The colour wheel is just a map of how colours relate to each other, and once you understand three relationships on it you can stop guessing.
Complementary colours sit directly opposite — blue and orange, red and green, yellow and purple. Pair them and they make each other sing, which is why a terracotta cushion looks so alive against a soft blue wall. Use this for accents and contrast, not whole walls, or you'll fry your eyes.
Analogous colours sit next to each other — say green, blue-green and blue. These give you calm, restful schemes because there's no fight between them. A room moving through Farrow & Ball Treron into Inchyra Blue is doing exactly this, and it feels effortless because the wheel's already done the maths.
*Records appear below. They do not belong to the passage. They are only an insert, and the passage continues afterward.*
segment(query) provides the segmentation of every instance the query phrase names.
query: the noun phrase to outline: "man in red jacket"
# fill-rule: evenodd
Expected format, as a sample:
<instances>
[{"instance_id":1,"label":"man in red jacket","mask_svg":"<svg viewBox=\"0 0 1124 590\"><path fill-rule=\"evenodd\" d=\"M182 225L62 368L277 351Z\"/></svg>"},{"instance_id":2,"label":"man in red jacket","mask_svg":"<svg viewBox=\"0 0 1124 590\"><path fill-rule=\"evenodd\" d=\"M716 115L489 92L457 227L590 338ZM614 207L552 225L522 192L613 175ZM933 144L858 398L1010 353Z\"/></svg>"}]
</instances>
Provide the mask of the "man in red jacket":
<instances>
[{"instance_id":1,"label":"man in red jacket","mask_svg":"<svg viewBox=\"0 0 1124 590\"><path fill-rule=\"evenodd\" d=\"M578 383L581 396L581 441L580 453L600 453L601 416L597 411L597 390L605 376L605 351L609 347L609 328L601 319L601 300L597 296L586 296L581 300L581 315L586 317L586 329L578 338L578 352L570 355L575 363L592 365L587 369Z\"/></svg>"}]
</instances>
Monochromatic schemes use one hue at different strengths and tones. Little Greene's colourcards are brilliant for this — they often print a colour in pale, mid and full strength so you can build depth without introducing a single new hue. Setting Plaster on the walls with a deeper rose on the woodwork is the same idea.
The "but what about neutrals?" question always comes up. Neutrals aren't really off the wheel — they lean. Cornforth White has a cool green-grey undertone; Skimming Stone leans warm. Knowing which way a neutral leans tells you what it'll do next to a colour. A grey with a green undertone next to a green wall reads harmonious; the same grey next to a pink can look dirty.
Practical advice: don't choose a scheme purely on paper. The wheel tells you the *relationship*; your north or south light tells you how it'll actually behave. Pick your relationship first — calm analogous or punchy complementary — then sample big boards and live with them for a few days through the day's light. The wheel narrows the field from thousands to a handful. The wall does the rest.